AyalaLand Logistics Holdings Corp. (ALLHC), a subsidiary of Ayala Land, Inc. (ALI), today announced its consolidated financial results for the first nine months of 2025 (9M 2025), reporting consolidated revenues of P2.6 billion and a net income of P81 million.
The company’s performance reflects a period of necessary stabilization for newly completed and acquired assets and slower industrial lot take-up, following a high comparison base set by strong sales in 2024. Despite this, ALLHC’s core leasing businesses delivered robust and steady contributions, successfully mitigating the decline in lot sales.
Leasing businesses were a key performance driver, generating P1.5 billion in total revenues, representing a 4% year-on-year increase.
- Cold Chain Growth: Cold storage revenues posted an impressive 32% gain to P202 million. This substantial increase was fueled by the successful integration and stabilization of new Artico cold chain facilities in Mabalacat, Urdaneta, and Iloilo.
- Warehousing and Commercial: Warehouse leasing revenues remained steady at P559 million. Commercial leasing also posted a 2% gain to P692 million, supported by improved mall occupancies and stable office leasing.
Industrial lot sales revenues reached P1.1 billion for the period. While this marks a 57% year-on-year decrease compared to last year’s peak sales, ALLHC is aggressively restocking its inventory pipeline to ensure future growth.
In the third quarter, the company successfully launched Batangas Technopark Phase 2, adding P2.3 billion worth of saleable inventory to its industrial portfolio.
“We continue to make progress in strengthening our portfolio, with newly added assets showing improvement as they stabilize. We are sharpening our efforts to lift occupancy and sales across our developments, ensuring we are well-positioned for the market’s continued recovery and demand for integrated logistics hubs,” said ALLHC President and Chief Executive Officer Robert S. Lao.
Looking ahead, ALLHC is set to launch Phases 6 and 7 of Pampanga Technopark in the fourth quarter, which will introduce P3.0 billion in new inventory. These phases will strategically be registered with the Philippine Economic Zone Authority (PEZA) as an economic zone and with the Board of Investments (BOI) as an industrial zone, enhancing their appeal to both local and international locators.

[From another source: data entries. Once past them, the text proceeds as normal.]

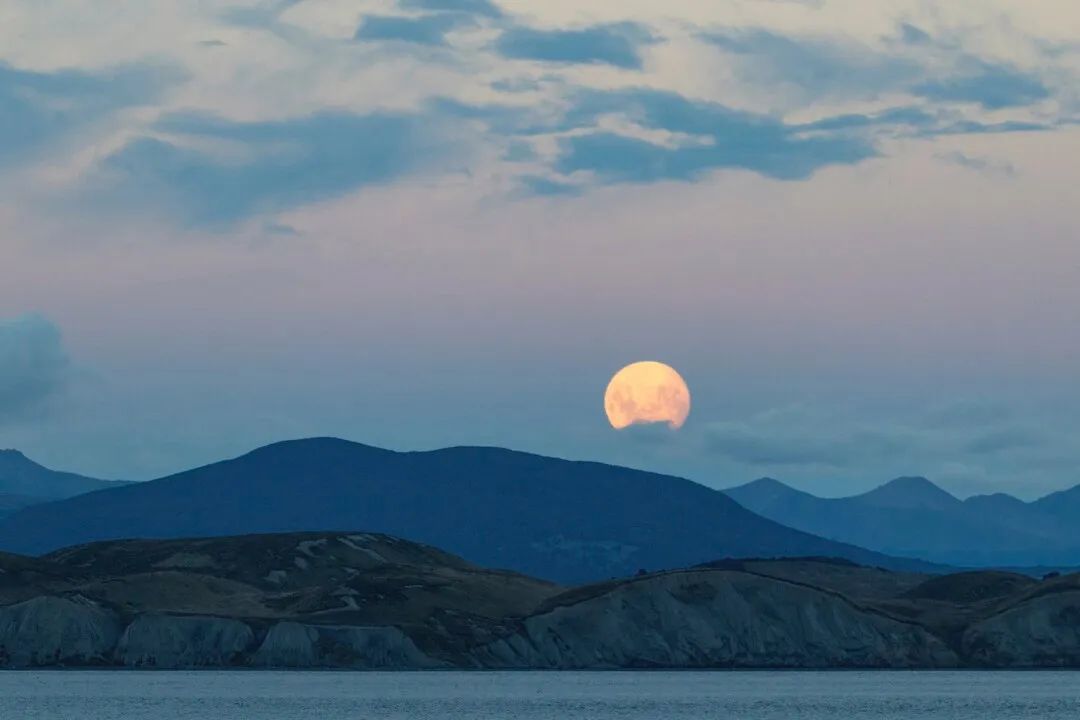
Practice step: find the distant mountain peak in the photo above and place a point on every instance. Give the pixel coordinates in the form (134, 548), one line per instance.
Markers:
(910, 491)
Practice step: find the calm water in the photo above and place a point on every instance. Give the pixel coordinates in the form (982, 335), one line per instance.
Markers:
(107, 695)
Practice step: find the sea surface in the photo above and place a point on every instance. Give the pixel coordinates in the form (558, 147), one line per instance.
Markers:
(739, 695)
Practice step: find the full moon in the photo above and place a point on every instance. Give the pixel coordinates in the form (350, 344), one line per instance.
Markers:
(647, 393)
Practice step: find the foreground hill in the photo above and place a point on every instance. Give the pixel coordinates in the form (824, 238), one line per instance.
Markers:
(912, 516)
(25, 483)
(567, 521)
(363, 600)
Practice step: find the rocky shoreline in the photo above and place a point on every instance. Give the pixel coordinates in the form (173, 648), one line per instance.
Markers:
(366, 601)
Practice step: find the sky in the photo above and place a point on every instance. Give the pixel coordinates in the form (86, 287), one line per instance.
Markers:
(851, 225)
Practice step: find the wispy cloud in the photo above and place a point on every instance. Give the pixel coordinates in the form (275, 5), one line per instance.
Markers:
(483, 8)
(39, 110)
(211, 171)
(423, 30)
(34, 364)
(619, 44)
(819, 66)
(990, 85)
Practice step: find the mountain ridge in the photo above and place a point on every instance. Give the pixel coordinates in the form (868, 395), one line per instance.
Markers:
(913, 516)
(561, 519)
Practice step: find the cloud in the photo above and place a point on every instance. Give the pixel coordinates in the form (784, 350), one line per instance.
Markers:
(214, 172)
(800, 446)
(993, 86)
(535, 185)
(483, 8)
(38, 110)
(424, 30)
(1003, 439)
(984, 165)
(34, 365)
(820, 66)
(617, 43)
(710, 136)
(914, 36)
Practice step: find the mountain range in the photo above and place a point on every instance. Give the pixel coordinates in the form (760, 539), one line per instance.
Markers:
(550, 518)
(913, 517)
(24, 483)
(370, 601)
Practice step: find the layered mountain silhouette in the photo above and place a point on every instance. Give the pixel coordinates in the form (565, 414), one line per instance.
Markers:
(25, 483)
(562, 520)
(912, 516)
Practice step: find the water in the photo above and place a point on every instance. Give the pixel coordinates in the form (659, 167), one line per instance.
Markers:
(239, 695)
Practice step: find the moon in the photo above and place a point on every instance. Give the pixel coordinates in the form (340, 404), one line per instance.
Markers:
(647, 393)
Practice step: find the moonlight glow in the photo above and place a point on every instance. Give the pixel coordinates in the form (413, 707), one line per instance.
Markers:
(647, 393)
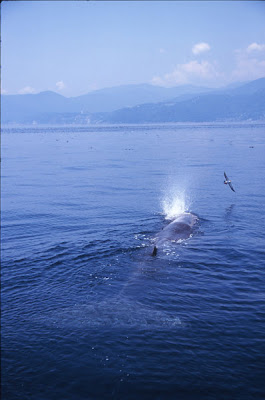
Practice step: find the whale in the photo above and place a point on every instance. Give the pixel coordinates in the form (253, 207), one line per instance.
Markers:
(179, 228)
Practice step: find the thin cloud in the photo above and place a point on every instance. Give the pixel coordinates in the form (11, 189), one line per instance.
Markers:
(250, 63)
(200, 48)
(27, 90)
(192, 72)
(253, 47)
(60, 85)
(249, 69)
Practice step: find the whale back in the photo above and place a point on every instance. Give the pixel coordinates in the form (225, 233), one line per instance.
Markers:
(178, 229)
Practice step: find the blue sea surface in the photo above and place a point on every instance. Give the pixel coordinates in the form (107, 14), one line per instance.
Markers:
(87, 312)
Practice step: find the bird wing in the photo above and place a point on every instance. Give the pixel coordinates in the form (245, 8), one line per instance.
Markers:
(230, 184)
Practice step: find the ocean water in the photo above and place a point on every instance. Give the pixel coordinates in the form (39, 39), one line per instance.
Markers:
(87, 312)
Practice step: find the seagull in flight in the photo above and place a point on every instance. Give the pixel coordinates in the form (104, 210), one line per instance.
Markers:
(227, 181)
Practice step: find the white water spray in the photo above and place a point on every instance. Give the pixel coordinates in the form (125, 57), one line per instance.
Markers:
(175, 202)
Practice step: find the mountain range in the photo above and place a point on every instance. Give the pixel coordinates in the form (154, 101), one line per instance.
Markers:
(139, 104)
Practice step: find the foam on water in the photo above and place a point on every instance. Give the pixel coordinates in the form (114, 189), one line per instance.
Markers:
(175, 202)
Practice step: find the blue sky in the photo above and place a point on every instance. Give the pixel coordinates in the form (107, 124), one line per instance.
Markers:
(73, 47)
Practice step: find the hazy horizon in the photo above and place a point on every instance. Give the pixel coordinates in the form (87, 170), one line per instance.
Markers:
(74, 48)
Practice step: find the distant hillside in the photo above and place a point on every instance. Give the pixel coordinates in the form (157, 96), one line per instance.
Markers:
(242, 103)
(34, 107)
(139, 104)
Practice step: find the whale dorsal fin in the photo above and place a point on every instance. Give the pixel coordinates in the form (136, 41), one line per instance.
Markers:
(154, 251)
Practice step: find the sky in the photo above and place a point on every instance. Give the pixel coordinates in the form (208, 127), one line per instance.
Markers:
(74, 47)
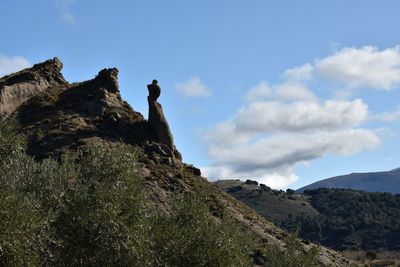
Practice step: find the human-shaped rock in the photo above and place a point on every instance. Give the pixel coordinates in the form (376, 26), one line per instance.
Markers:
(157, 119)
(154, 90)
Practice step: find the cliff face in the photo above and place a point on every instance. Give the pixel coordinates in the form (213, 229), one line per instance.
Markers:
(57, 117)
(16, 88)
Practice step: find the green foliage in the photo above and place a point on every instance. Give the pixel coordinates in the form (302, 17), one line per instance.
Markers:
(10, 142)
(372, 254)
(351, 219)
(190, 236)
(89, 209)
(292, 256)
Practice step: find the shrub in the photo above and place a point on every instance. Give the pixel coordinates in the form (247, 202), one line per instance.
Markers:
(191, 236)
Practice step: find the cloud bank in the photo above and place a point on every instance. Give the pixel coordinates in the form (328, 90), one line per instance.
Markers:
(283, 125)
(193, 88)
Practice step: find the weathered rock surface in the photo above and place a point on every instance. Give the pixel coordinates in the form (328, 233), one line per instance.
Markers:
(57, 117)
(17, 88)
(157, 119)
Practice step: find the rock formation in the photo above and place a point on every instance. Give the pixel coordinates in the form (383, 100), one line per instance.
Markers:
(157, 119)
(16, 88)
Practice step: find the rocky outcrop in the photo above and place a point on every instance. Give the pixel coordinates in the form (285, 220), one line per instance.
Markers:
(157, 119)
(17, 88)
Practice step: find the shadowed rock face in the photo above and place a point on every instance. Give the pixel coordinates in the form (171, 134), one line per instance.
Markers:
(17, 88)
(157, 119)
(56, 116)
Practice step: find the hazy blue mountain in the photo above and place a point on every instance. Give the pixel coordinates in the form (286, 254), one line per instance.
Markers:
(387, 181)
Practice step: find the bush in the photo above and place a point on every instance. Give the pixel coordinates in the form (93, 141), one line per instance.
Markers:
(292, 256)
(191, 236)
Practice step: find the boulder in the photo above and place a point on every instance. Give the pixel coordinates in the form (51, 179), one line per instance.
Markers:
(17, 88)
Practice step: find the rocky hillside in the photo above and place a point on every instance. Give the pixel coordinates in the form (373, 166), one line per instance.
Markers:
(274, 205)
(387, 181)
(57, 117)
(342, 219)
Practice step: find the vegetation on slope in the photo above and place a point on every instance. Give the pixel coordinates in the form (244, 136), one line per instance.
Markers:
(342, 219)
(89, 209)
(351, 219)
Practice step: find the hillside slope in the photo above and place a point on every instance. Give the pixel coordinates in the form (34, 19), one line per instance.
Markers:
(57, 117)
(343, 219)
(387, 181)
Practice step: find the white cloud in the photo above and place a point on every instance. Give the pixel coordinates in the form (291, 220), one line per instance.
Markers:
(389, 116)
(287, 91)
(259, 92)
(12, 64)
(284, 125)
(302, 73)
(271, 117)
(363, 67)
(271, 160)
(193, 88)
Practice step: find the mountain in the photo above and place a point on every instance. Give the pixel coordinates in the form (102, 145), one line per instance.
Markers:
(342, 219)
(387, 181)
(57, 119)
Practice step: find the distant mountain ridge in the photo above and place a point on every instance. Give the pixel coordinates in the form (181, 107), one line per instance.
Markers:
(385, 181)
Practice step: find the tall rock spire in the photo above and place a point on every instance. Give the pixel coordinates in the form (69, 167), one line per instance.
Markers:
(157, 119)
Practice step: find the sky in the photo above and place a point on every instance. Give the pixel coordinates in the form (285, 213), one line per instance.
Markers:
(283, 92)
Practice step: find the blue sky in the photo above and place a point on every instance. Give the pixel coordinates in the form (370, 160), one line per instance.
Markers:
(283, 92)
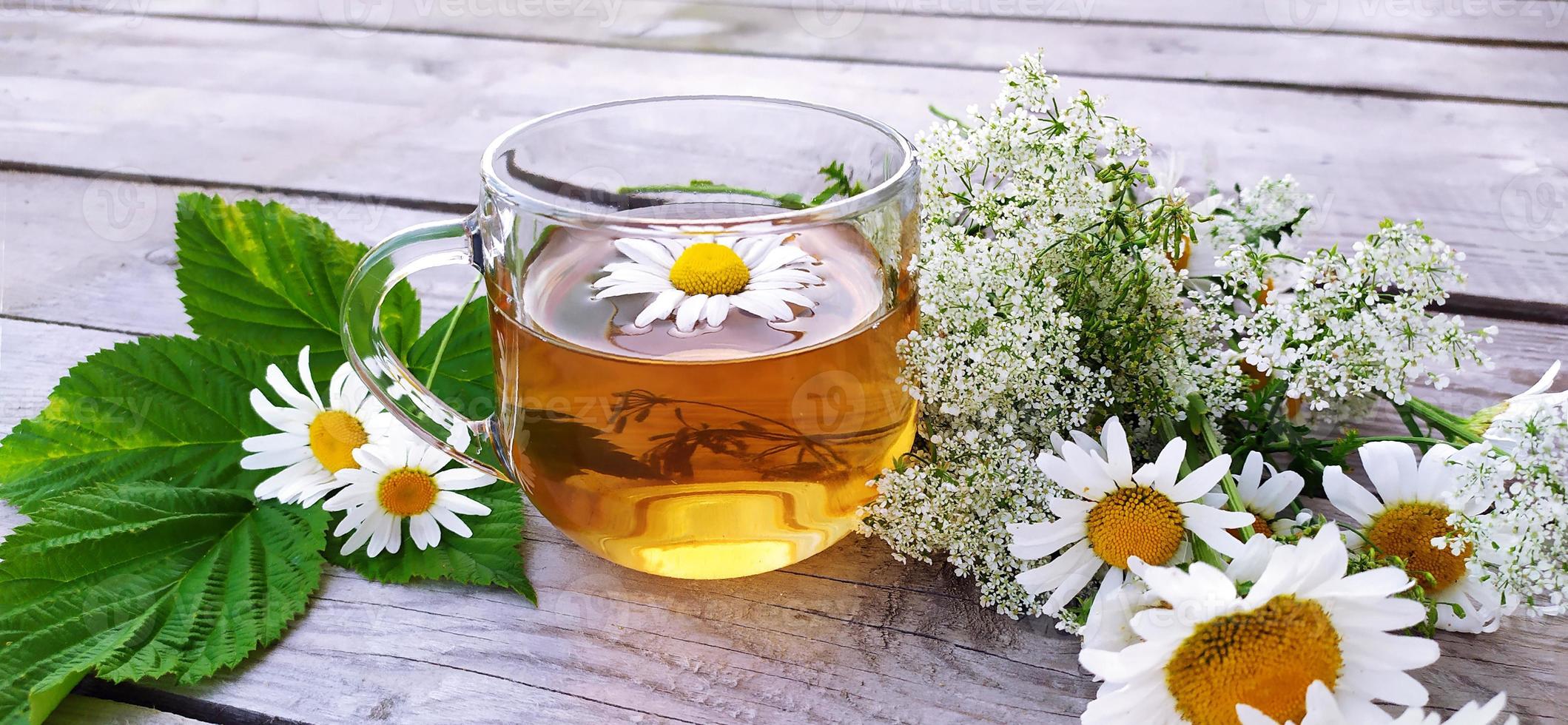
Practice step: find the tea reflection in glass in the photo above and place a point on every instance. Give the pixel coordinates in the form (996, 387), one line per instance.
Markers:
(720, 452)
(695, 308)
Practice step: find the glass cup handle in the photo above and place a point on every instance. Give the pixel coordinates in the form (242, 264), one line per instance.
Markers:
(389, 380)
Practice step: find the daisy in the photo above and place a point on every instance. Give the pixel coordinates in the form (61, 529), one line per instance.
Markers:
(1324, 709)
(1123, 596)
(1413, 508)
(1264, 501)
(700, 280)
(1302, 620)
(1117, 513)
(403, 481)
(315, 440)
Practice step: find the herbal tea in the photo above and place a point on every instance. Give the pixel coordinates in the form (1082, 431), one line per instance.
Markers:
(703, 407)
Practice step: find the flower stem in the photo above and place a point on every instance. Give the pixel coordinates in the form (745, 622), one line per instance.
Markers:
(441, 348)
(1211, 440)
(1451, 425)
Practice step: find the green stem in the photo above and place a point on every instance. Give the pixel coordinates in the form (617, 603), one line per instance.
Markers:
(787, 201)
(1211, 440)
(441, 348)
(1451, 425)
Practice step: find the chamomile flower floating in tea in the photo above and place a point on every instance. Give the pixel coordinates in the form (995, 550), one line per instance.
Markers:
(315, 440)
(1413, 508)
(403, 481)
(701, 280)
(1302, 620)
(1118, 513)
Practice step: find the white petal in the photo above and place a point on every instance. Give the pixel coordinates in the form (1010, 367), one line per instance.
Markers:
(622, 289)
(306, 379)
(647, 252)
(287, 391)
(1118, 457)
(1349, 496)
(286, 419)
(275, 459)
(451, 522)
(1051, 575)
(1200, 481)
(661, 306)
(458, 502)
(1165, 468)
(1276, 493)
(1045, 539)
(762, 303)
(462, 479)
(716, 311)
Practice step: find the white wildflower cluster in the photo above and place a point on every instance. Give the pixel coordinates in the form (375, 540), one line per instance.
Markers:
(1355, 326)
(1526, 534)
(1032, 320)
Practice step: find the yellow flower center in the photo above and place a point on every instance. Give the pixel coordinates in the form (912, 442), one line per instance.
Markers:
(1264, 658)
(406, 492)
(707, 269)
(1407, 531)
(334, 435)
(1136, 522)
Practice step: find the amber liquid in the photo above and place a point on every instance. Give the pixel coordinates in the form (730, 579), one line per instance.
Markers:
(707, 456)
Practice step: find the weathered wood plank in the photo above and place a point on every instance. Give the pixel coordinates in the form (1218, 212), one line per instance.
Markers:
(99, 252)
(79, 709)
(1342, 63)
(402, 120)
(846, 636)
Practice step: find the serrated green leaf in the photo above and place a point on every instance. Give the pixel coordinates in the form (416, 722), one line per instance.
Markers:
(466, 379)
(272, 278)
(143, 579)
(157, 408)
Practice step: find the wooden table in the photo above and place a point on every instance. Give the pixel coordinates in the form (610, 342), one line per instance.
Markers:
(372, 115)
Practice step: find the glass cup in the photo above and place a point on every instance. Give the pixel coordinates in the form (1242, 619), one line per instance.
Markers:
(695, 306)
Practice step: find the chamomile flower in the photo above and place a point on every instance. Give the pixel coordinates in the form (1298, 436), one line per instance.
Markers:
(1264, 501)
(1118, 513)
(1302, 620)
(1324, 709)
(1123, 596)
(403, 481)
(701, 280)
(1410, 512)
(1493, 422)
(315, 440)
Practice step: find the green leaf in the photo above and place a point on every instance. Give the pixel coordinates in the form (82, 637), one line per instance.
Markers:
(157, 408)
(466, 379)
(143, 579)
(272, 278)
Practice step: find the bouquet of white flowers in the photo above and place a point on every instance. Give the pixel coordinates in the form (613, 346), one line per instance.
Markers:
(1065, 288)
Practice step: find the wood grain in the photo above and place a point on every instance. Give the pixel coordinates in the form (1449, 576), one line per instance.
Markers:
(396, 115)
(849, 635)
(1399, 67)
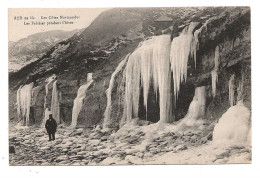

ALLHC’s commitment to excellence and robust corporate governance was affirmed by recent accolades from local and international bodies. The company received multiple honors at the 22nd Annual International Business Awards, including a Gold Stevie® Award for Company of the Year – Real Estate (Medium-size), a Bronze Stevie® for Achievement in Growth, and the coveted 2025 People’s Choice Stevie® Award for Favorite Companies. ALLHC also secured two wins at the 2025 TITAN Business Awards.
Furthermore, the Institute of Corporate Directors recognized ALLHC with a Three Golden Arrow Award in the 2024 ASEAN Corporate Governance Scorecard assessment, underscoring its dedication to transparent and responsible business practices. These recognitions highlight ALLHC’s continuous efforts to build a resilient and future-ready industrial real estate platform.